0

I have a routine that looks at a base domain URL (http://www.site.com), finds all the links, and then finds all the images and their attributes for each page. This is done in two for loops:

  • one first for the links, and inside each loop of each link
  • one for each image found on each page.

I've been using my band's website as a test bed, and each page at the top has a "spotlight" section of featured articles, which is setup as an image slider. So, I only want unique image url's for a website, but every thing I am trying is still letting duplicates through. I had tried doing the dupe check while building the array, but that was fruitless. But then I found this link: How to remove duplicate values from a multi-dimensional array in PHP and comment, but this does not work either.

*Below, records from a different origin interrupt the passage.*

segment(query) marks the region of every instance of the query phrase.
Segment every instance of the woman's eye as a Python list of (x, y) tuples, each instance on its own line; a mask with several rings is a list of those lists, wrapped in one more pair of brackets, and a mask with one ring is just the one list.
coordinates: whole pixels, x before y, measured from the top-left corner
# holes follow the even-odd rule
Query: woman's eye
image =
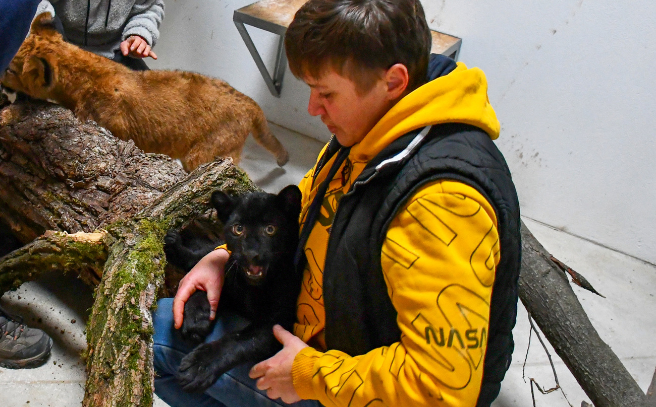
[(239, 236), (244, 232), (244, 227), (242, 224), (239, 223), (236, 223), (232, 225), (232, 233), (234, 235)]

Let's start with a sample array of data I scraped from my band's website:

Array
(
[http://darwenstheory.com/] => Array
    (
        [0] => Array
            (
                [3] => Array
                    (
                        [url] => http://darwenstheory.com/images/dtheory-spotlight-vidclips.jpg
                        [alt] => Ventura Theater Video Clips Posted!
                        [w] => 644
                        [h] => 202
                        [ratio] => 3.2
                    )

            )

        [1] => Array
            (
                [3] => Array
                    (
                        [url] => http://darwenstheory.com/images/dtheory-spotlight-vtpix.jpg
                        [alt] => Video Clips Posted!
                        [w] => 644
                        [h] => 202
                        [ratio] => 3.2
                    )

            )

        [2] => Array
            (
                [3] => Array
                    (
                        [url] => http://darwenstheory.com/images/dtheory-spotlight-merch.jpg
                        [alt] => Photos from Ventura Theater!
                        [w] => 644
                        [h] => 202
                        [ratio] => 3.2
                    )

            )

        [3] => Array
            (
                [4] => Array
                    (
                        [url] => http://darwenstheory.com/wp-content/uploads/2011/10/peepdestroyflyer.jpg
                        [alt] => 
                        [w] => 533
                        [h] => 800
                        [ratio] => 0.7
                    )

            )
[http://darwenstheory.com/2011/01/11/ventura-theater-video-clips-posted/] => Array
    (
        [0] => Array
            (
                [3] => Array
                    (
                        [url] => http://darwenstheory.com/images/dtheory-spotlight-vidclips.jpg
                        [alt] => Ventura Theater Video Clips Posted!
                        [w] => 644
                        [h] => 202
                        [ratio] => 3.2
                    )

            )

        [1] => Array
            (
                [3] => Array
                    (
                        [url] => http://darwenstheory.com/images/dtheory-spotlight-vtpix.jpg
                        [alt] => Video Clips Posted!
                        [w] => 644
                        [h] => 202
                        [ratio] => 3.2
                    )

            )

        [2] => Array
            (
                [3] => Array
                    (
                        [url] => http://darwenstheory.com/images/dtheory-spotlight-merch.jpg
                        [alt] => Photos from Ventura Theater!
                        [w] => 644
                        [h] => 202
                        [ratio] => 3.2
                    )

            )

In the array above, I should not have the first three image URL's for the 2nd index (which is a URL of a sub-page on the domain). Simplified version of what I am using to build the array:

foreach($links as $link)
{
    $images = get_page_images($link); //array;
    foreach($images as $image)
    {
        //i have some things here to setup a "score" for each image
        $data['scrape'][$link][][$score] = array('url' => $image['url'], 'alt' => $image['alt'], 'w' => $image['w'], 'h' => $image['h'], $ratio);
    }
}

I have a feeling I am over-complicating this, but I have no idea how or why. I'm here to learn, whether it's me being stupid or something else.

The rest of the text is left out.